Takeaways from My Social Outing

Yesterday I was at a social gathering. The topic of markets and investing came up because a few of the people there make relatively small personal investments in their spare time. The gathering included people from various backgrounds, locations, and professions, so I was very curious to hear what everyone had to say. I observed three notable points:

  1. Negative sentiment – These people are interested in investing only in traditional cash-flowing businesses. This wasn’t surprising; I’ve heard the same from other investors and entrepreneurs. What stood out was the negative sentiment my friends had about start‑ups, technology companies, and to a lesser degree public equities. Their views applied to all start-ups and technology companies (excluding mega caps such as Google).
  2. Historical trends – They expect certain asset classes, including real estate, to continue to perform well even in the current interest-rate environment.
  3. Debt – They’re still embracing the use of debt to purchase physical assets.

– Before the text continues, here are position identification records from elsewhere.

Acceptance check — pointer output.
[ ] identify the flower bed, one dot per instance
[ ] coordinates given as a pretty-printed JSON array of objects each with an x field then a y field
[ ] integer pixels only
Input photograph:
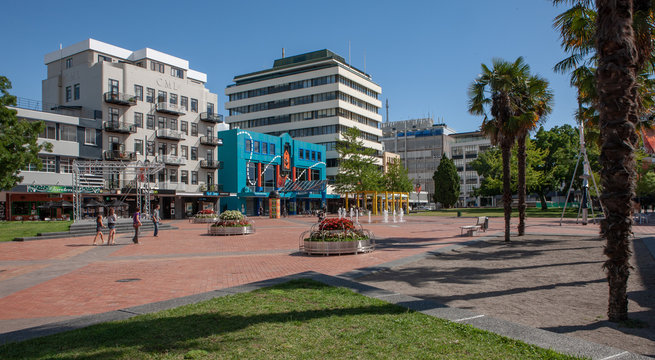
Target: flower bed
[
  {"x": 336, "y": 236},
  {"x": 232, "y": 222}
]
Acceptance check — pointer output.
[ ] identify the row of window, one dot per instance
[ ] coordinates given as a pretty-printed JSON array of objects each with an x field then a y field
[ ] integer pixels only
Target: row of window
[{"x": 302, "y": 84}]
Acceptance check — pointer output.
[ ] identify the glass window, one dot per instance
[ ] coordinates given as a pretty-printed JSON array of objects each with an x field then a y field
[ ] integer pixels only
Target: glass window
[
  {"x": 138, "y": 92},
  {"x": 90, "y": 136},
  {"x": 138, "y": 119}
]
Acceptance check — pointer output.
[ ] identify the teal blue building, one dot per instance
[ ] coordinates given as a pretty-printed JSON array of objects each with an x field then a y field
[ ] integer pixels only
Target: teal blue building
[{"x": 254, "y": 164}]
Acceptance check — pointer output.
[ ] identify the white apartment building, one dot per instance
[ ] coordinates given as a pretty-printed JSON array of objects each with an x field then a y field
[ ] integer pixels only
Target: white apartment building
[
  {"x": 314, "y": 97},
  {"x": 152, "y": 106}
]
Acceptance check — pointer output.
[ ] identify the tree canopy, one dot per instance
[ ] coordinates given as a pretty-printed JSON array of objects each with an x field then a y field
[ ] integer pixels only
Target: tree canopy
[{"x": 18, "y": 140}]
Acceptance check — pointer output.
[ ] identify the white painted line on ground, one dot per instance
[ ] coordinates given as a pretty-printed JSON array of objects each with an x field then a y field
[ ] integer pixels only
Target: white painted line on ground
[
  {"x": 616, "y": 355},
  {"x": 472, "y": 317}
]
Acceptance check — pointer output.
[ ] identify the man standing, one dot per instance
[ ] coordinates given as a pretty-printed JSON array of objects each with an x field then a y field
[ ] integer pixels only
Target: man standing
[{"x": 156, "y": 219}]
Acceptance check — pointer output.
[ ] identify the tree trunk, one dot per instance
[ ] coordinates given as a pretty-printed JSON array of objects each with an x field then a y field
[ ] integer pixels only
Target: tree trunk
[
  {"x": 617, "y": 90},
  {"x": 520, "y": 154},
  {"x": 507, "y": 190}
]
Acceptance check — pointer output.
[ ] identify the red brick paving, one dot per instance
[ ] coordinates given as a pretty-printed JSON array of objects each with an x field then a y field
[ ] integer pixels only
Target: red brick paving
[{"x": 185, "y": 262}]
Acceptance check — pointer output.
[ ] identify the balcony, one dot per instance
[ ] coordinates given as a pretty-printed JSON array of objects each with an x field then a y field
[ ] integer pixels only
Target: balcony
[
  {"x": 211, "y": 118},
  {"x": 168, "y": 134},
  {"x": 172, "y": 160},
  {"x": 171, "y": 109},
  {"x": 119, "y": 155},
  {"x": 120, "y": 127},
  {"x": 211, "y": 141},
  {"x": 120, "y": 99},
  {"x": 211, "y": 164}
]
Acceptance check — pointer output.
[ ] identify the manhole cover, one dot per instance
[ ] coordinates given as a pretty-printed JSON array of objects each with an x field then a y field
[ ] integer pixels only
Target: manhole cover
[{"x": 127, "y": 280}]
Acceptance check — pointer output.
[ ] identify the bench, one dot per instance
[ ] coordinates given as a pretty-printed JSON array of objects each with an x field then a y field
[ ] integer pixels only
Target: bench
[{"x": 472, "y": 230}]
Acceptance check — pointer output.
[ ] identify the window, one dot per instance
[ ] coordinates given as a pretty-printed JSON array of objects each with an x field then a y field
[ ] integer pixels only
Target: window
[
  {"x": 68, "y": 132},
  {"x": 138, "y": 146},
  {"x": 138, "y": 119},
  {"x": 150, "y": 95},
  {"x": 90, "y": 136},
  {"x": 138, "y": 92}
]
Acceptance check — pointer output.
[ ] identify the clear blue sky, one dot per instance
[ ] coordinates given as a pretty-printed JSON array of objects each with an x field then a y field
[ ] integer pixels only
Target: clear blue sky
[{"x": 424, "y": 54}]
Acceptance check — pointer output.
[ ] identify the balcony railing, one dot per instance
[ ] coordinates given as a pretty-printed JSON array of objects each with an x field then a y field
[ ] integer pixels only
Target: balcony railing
[
  {"x": 172, "y": 160},
  {"x": 169, "y": 134},
  {"x": 120, "y": 98},
  {"x": 119, "y": 127},
  {"x": 212, "y": 118},
  {"x": 120, "y": 155},
  {"x": 211, "y": 141},
  {"x": 168, "y": 108},
  {"x": 211, "y": 164}
]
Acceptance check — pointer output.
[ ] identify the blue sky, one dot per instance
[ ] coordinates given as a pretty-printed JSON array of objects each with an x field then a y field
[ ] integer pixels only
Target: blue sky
[{"x": 424, "y": 54}]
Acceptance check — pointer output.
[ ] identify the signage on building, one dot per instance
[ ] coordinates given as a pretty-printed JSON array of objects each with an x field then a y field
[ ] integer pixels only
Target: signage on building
[{"x": 62, "y": 189}]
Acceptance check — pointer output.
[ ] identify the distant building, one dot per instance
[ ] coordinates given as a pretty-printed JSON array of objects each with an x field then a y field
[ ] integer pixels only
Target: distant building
[{"x": 313, "y": 97}]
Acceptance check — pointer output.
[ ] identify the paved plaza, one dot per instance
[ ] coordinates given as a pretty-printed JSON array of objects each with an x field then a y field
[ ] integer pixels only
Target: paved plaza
[{"x": 47, "y": 281}]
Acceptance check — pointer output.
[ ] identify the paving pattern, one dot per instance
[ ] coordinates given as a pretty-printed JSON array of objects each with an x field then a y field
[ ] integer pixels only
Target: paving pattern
[{"x": 51, "y": 280}]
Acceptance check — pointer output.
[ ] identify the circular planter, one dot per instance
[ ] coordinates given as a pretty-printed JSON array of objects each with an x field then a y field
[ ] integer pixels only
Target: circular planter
[{"x": 231, "y": 230}]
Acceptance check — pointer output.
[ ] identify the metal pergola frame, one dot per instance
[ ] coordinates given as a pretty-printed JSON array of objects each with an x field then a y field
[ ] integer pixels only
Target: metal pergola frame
[{"x": 138, "y": 173}]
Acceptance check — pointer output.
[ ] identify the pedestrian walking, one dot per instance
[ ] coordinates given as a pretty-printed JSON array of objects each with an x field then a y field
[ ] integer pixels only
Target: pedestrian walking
[
  {"x": 99, "y": 227},
  {"x": 156, "y": 219},
  {"x": 136, "y": 223},
  {"x": 111, "y": 224}
]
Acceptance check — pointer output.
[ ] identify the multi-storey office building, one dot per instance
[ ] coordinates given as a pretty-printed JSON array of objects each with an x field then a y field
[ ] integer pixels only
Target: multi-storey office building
[
  {"x": 151, "y": 106},
  {"x": 421, "y": 143},
  {"x": 314, "y": 97}
]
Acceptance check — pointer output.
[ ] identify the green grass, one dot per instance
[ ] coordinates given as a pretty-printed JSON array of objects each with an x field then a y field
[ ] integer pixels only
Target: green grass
[
  {"x": 12, "y": 229},
  {"x": 300, "y": 319},
  {"x": 498, "y": 212}
]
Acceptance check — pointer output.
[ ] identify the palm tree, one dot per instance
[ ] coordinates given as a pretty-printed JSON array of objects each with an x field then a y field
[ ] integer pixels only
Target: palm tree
[
  {"x": 498, "y": 88},
  {"x": 534, "y": 104}
]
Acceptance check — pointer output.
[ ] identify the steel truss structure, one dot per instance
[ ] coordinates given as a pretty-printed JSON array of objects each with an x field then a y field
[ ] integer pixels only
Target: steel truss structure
[{"x": 135, "y": 174}]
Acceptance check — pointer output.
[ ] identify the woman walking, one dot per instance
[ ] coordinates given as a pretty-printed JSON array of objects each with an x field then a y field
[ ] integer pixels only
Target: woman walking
[
  {"x": 111, "y": 224},
  {"x": 99, "y": 227}
]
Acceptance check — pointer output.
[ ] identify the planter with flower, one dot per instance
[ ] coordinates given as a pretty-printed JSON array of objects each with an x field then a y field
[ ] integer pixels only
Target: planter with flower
[
  {"x": 205, "y": 216},
  {"x": 336, "y": 236},
  {"x": 232, "y": 222}
]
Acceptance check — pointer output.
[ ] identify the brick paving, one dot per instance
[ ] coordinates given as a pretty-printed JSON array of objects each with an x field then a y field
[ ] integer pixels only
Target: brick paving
[{"x": 42, "y": 281}]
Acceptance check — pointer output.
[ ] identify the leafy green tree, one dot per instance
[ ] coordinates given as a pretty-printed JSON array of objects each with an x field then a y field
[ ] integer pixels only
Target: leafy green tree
[
  {"x": 446, "y": 183},
  {"x": 358, "y": 170},
  {"x": 18, "y": 140},
  {"x": 397, "y": 178}
]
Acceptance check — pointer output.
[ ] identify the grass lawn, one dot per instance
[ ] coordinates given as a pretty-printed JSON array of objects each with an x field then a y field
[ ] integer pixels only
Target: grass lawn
[
  {"x": 12, "y": 229},
  {"x": 498, "y": 212},
  {"x": 299, "y": 319}
]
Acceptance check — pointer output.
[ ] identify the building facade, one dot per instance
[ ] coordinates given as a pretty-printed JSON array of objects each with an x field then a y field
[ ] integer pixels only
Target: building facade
[
  {"x": 314, "y": 97},
  {"x": 256, "y": 164},
  {"x": 150, "y": 106}
]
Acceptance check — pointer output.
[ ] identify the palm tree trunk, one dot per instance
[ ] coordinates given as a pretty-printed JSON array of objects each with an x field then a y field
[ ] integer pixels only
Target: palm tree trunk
[
  {"x": 507, "y": 190},
  {"x": 617, "y": 105},
  {"x": 520, "y": 154}
]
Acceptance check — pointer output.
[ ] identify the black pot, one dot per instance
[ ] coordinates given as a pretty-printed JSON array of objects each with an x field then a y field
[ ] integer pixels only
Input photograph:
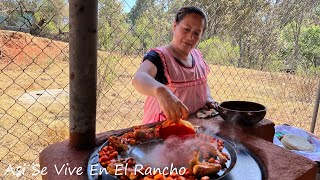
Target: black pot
[{"x": 242, "y": 112}]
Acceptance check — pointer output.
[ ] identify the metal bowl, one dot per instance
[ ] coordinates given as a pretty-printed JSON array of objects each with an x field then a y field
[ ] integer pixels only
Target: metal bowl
[{"x": 242, "y": 112}]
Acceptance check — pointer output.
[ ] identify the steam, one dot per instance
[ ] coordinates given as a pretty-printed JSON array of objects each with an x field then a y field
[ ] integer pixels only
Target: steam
[{"x": 172, "y": 151}]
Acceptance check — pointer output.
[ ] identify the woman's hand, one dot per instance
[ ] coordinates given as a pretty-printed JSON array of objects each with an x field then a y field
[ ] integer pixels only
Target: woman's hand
[
  {"x": 212, "y": 105},
  {"x": 171, "y": 106}
]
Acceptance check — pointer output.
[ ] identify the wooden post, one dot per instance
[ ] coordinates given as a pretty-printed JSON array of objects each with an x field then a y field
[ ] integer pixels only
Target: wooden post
[
  {"x": 83, "y": 72},
  {"x": 315, "y": 111}
]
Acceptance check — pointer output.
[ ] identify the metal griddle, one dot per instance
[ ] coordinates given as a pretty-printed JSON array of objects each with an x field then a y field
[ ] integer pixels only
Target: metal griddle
[{"x": 242, "y": 164}]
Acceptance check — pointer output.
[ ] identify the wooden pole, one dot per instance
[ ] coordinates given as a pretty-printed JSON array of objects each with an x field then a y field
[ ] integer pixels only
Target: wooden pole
[
  {"x": 315, "y": 111},
  {"x": 83, "y": 72}
]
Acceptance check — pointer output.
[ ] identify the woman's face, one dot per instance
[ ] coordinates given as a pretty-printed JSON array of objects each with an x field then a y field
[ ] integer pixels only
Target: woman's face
[{"x": 187, "y": 33}]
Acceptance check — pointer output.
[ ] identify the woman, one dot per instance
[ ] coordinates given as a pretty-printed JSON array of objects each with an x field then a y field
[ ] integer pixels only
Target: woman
[{"x": 174, "y": 77}]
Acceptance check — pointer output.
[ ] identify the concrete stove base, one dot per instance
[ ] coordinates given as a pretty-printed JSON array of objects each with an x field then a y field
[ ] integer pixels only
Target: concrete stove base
[{"x": 278, "y": 163}]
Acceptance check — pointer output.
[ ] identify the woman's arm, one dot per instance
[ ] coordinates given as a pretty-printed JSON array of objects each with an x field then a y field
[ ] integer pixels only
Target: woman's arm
[
  {"x": 145, "y": 83},
  {"x": 211, "y": 103}
]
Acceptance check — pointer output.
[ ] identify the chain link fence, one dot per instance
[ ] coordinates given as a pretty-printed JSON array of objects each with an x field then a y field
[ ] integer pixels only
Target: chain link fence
[{"x": 263, "y": 51}]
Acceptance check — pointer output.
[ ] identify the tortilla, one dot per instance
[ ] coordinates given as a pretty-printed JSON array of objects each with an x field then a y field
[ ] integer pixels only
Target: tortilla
[{"x": 294, "y": 142}]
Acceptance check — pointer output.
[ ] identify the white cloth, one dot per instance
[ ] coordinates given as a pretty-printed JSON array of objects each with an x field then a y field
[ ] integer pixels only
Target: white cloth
[{"x": 313, "y": 139}]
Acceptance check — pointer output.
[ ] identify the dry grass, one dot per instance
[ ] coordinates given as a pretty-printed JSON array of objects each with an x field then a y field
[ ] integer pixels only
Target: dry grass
[{"x": 32, "y": 118}]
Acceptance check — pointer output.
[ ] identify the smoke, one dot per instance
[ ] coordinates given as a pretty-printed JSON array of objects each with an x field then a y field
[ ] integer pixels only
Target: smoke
[{"x": 173, "y": 150}]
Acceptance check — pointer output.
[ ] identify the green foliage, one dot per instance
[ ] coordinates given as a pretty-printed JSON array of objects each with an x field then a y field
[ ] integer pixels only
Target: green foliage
[
  {"x": 114, "y": 32},
  {"x": 217, "y": 51},
  {"x": 54, "y": 14},
  {"x": 310, "y": 45}
]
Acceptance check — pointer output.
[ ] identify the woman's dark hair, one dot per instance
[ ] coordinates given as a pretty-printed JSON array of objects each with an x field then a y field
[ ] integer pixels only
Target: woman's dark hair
[{"x": 182, "y": 12}]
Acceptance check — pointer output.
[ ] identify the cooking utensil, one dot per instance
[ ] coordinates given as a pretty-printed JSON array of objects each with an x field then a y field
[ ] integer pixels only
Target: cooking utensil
[{"x": 242, "y": 112}]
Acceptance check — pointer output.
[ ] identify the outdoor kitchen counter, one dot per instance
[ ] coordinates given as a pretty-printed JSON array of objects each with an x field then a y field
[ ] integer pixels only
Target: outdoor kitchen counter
[{"x": 278, "y": 163}]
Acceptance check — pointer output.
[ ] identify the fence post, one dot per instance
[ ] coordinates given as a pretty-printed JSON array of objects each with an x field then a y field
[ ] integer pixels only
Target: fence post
[
  {"x": 83, "y": 72},
  {"x": 315, "y": 111}
]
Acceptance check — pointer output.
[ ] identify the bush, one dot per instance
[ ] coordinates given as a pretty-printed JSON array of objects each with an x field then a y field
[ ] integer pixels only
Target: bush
[{"x": 217, "y": 51}]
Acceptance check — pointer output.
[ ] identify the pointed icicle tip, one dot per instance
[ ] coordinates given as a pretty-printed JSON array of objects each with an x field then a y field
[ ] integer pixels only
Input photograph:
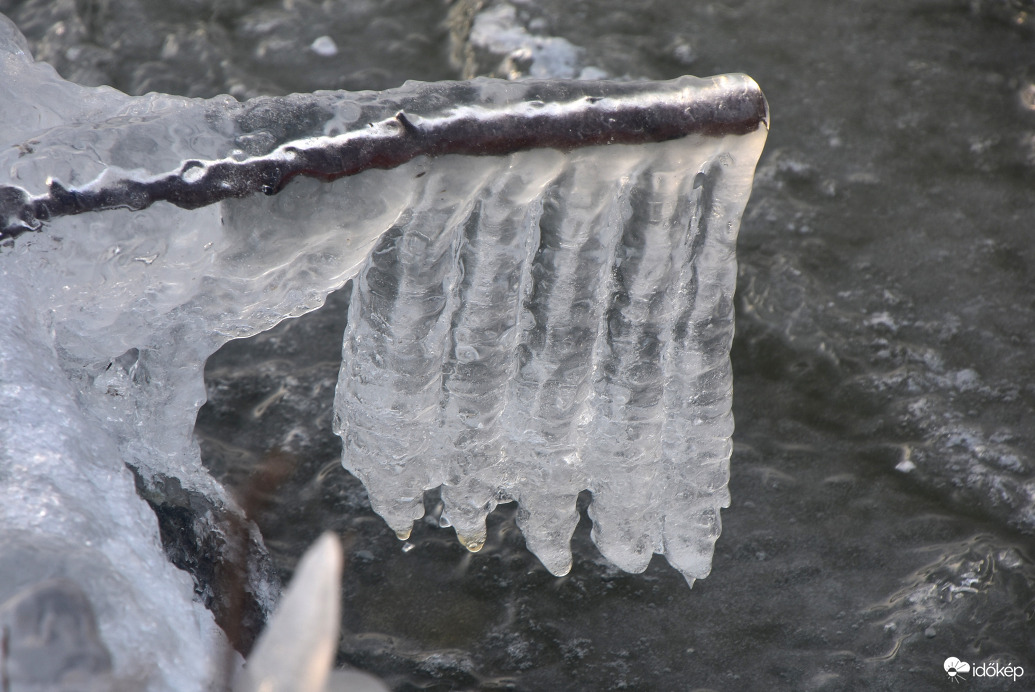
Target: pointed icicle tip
[{"x": 296, "y": 651}]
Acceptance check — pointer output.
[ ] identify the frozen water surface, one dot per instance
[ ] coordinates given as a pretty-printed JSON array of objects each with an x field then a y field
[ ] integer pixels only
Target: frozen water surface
[
  {"x": 510, "y": 312},
  {"x": 881, "y": 473}
]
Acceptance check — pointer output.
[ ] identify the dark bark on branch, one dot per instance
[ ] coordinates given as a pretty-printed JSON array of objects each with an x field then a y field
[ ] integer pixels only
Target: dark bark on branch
[{"x": 558, "y": 115}]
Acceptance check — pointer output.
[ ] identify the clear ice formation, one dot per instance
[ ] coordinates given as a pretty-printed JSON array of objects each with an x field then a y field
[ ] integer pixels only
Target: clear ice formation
[
  {"x": 534, "y": 326},
  {"x": 532, "y": 316}
]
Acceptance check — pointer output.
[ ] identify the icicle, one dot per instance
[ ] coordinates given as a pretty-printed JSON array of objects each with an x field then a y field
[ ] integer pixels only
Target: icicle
[
  {"x": 543, "y": 299},
  {"x": 586, "y": 305}
]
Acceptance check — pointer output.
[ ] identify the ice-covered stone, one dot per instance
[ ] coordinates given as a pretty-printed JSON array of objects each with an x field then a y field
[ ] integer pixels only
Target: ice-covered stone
[{"x": 543, "y": 281}]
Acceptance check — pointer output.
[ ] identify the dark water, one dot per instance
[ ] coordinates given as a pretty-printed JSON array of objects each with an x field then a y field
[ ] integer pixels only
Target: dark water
[{"x": 882, "y": 477}]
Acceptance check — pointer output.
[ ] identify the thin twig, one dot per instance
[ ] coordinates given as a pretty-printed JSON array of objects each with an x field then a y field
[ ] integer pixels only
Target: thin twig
[{"x": 556, "y": 115}]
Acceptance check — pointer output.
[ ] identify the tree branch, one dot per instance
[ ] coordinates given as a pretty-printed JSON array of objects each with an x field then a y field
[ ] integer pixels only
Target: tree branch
[{"x": 557, "y": 115}]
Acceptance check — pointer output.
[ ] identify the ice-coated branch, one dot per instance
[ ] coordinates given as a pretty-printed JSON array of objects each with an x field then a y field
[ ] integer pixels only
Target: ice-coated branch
[{"x": 551, "y": 114}]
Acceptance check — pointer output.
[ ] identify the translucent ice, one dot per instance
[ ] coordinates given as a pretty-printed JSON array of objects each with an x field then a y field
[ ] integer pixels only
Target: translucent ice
[
  {"x": 532, "y": 316},
  {"x": 534, "y": 326}
]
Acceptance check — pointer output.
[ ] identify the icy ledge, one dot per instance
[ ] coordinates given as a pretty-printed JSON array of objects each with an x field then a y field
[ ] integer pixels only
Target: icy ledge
[{"x": 543, "y": 279}]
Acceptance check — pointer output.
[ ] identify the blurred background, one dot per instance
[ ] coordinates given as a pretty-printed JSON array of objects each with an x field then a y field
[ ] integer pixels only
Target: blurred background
[{"x": 883, "y": 476}]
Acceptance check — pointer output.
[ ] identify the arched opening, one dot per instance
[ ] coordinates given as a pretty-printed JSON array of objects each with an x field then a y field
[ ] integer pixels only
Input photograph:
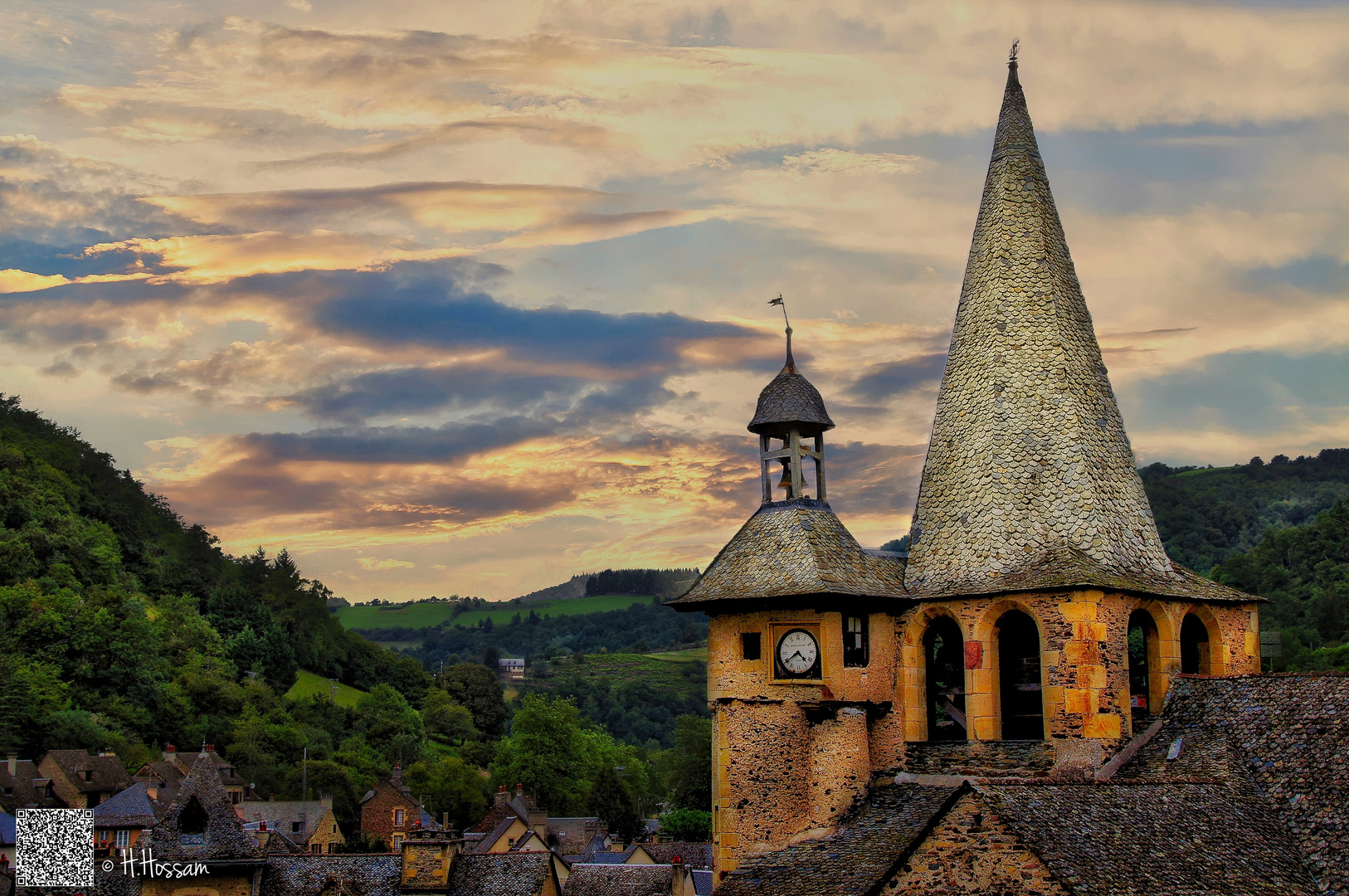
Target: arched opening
[
  {"x": 1194, "y": 646},
  {"x": 1143, "y": 659},
  {"x": 943, "y": 652},
  {"x": 1019, "y": 678}
]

Here are my thoughts on each point:

  1. Sentiment about start-ups and technology companies may have swung from too optimistic to too pessimistic.
  2. Understanding why a trend occurred in the first place is important. Then you can assess whether the same conditions still exist and gauge the probability of the trend continuing.
  3. Everyone must make the decision that’s appropriate for their personal situation when considering whether to assume debt.

I enjoy going to social events that include people from various backgrounds and perspectives. I get a lot out of conversations at these events. It’s a great opportunity for me to understand how different people think about things.